Restoration of the polynomial potential in the Sturm-Liouville problem

The problem of identification of medium elasticity by eigenfrequencies of the string oscillating in this medium is considered. The elasticity is supposed to be some polynomial. A solution method based on the representation of linearly independent solutions of the differential equation in the form of Taylor series by variables $x$ and $\lambda$ is presented. A method is also developed that allows to prove uniqueness or non-uniqueness of reconstructed polynomial elasticity coefficient by a finite number of natural frequencies of string vibrations. The latter method is based on the method of arbitrary constant variation. The examples of the problem solution and of the error estimation for the result are given. It is shown that for the unambiguous identification of $n+1$ coefficients of the $n$th power polynomial, which is a potential in the Sturm-Liouville problem, it is sufficient to use $n+1$ eigenvalue.

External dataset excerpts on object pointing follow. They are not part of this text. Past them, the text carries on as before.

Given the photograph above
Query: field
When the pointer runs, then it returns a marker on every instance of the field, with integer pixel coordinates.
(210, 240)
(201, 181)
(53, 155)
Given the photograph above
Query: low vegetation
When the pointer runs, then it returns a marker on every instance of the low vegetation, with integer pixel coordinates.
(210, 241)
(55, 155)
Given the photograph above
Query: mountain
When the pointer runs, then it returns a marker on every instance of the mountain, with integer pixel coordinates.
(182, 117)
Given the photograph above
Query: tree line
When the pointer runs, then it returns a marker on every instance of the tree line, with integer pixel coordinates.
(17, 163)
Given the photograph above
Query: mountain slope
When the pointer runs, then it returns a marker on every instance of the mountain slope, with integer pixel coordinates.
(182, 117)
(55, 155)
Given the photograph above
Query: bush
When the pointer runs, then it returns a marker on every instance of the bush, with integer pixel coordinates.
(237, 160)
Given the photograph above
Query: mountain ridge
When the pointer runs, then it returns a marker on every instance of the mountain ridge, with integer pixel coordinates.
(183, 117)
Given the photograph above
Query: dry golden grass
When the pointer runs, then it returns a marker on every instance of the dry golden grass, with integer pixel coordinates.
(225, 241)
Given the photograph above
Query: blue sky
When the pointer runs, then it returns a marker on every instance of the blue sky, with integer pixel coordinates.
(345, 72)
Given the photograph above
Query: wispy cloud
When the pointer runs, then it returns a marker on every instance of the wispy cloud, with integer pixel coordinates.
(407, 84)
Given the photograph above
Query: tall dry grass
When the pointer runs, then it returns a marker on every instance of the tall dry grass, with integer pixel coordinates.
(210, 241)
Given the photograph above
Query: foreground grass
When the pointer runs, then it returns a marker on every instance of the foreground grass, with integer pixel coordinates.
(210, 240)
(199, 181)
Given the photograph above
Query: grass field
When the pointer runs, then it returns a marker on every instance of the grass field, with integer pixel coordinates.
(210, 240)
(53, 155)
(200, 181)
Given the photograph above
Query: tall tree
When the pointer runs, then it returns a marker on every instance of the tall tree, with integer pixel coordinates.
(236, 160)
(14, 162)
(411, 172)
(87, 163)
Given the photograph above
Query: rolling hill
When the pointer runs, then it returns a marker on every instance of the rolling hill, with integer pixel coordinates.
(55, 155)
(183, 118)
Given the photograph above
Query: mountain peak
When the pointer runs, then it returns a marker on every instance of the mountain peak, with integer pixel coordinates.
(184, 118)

These eigenvalues are found from two different boundary value problems, that differ in one of the boundary conditions. Only a half of eigenvalues’ number in each problem must be taken into account. If this number is odd, the number of eigenvalues that should be taken from one of the problems’ spectra must be increased by one. A counterexample is given showing that eigenfrequencies taken only from one spectrum don’t allow to find the unique solution. In fact, these results improve the well-known Borg theorem in the case when the potential is a polynomial. Also the method is proposed that helps to find the isospectral class of problems for which the range of frequencies is the same.